- Born: 27 November 1888 Vienna, Austro-Hungarian Empire
- Died: September 1943 (aged 54) London, United Kingdom
- Occupations: Film director Screenwriter Film editor
- Years active: 1921 - 1942

= Paul Merzbach =

Austrian screenwriter and film director (1888–1943)

Paul Merzbach (27 November 1888 – September 1943) was an Austrian screenwriter and film director. Merzbach worked in the Austrian and Germany film industries during the early stages of his career. He worked initially on scripts, but in 1924 he directed his first film. During the late 1920s, Merzbach worked in Sweden before returning to Germany.

Following the Nazi rise to power in 1933, Merzbach went into exile in Britain.

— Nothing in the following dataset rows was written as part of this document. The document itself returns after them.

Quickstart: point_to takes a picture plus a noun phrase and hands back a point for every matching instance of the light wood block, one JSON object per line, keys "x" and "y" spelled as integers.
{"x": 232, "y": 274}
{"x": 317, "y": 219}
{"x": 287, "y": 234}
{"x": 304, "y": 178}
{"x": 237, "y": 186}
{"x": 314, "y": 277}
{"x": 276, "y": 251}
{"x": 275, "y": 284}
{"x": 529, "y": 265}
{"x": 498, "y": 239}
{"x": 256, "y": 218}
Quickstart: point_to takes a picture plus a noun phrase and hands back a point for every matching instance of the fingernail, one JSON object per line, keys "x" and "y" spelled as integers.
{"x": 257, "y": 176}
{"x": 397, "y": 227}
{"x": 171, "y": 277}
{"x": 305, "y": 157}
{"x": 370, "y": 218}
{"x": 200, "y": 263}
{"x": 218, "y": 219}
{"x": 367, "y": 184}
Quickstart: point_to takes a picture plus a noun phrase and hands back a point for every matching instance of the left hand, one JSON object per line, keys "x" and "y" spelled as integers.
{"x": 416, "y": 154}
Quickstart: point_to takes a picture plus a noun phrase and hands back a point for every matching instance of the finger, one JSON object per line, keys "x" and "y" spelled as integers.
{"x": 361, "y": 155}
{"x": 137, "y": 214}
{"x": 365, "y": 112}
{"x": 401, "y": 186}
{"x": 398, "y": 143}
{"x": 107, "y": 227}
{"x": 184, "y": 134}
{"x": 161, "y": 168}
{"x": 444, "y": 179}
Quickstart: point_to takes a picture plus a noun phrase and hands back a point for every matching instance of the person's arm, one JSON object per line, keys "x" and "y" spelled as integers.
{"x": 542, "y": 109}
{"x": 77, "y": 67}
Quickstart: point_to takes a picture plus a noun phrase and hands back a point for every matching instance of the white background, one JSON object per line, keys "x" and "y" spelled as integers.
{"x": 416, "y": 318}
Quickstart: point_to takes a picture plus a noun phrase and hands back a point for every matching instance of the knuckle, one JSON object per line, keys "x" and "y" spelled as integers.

He worked in the British film industry for the remainder of his career. His final contribution was the screenplay for Hatter's Castle (1942), directed by Lance Comfort.

==Selected filmography==
===Director===
- The Hobgoblin (1924)
- Old Mamsell's Secret (1925)
- The Bank Crash of Unter den Linden (1926)
- For Her Sake (1930)
- Dante's Mysteries (1931)
- The False Millionaire (1931)
- Mother-in-Law's Coming (1932)
- Love at Second Sight (1934)
- Invitation to the Waltz (1935)
- A Star Fell from Heaven (1936)

===Screenwriter===
- The House in Dragon Street (1921)
- The Golden Plague (1921)
- Lola Montez, the King's Dancer (1922)
- The Lady and Her Hairdresser (1922)
- The Great Unknown (1924)
- Letters Which Never Reached Him (1925)
- A Sister of Six (1926)
- Only a Dancing Girl (1926)
- Sealed Lips (1927)
- Parisiennes (1928)
- Sin (1928)
- The Triumph of the Heart (1929)
- Say It with Music (1929)
- Father and Son (1930)
- The False Millionaire (1931)
- The Secret of Johann Orth (1932)
- Temptation (1934)
- Mimi (1935)
- Hail and Farewell (1936)
- It Happened to One Man (1940)
- Hatter's Castle (1942)

==Bibliography==
- Bergfelder, Tim & Cargnelli, Christian. Destination London: German-speaking emigrés and British cinema, 1925-1950. Berghahn Books, 2008.
- Brinson, Charmian, Dove, Richard & Taylor, Jennifer. Immortal Austria?: Austrians in Exile in Britain. Rodopi, 2007.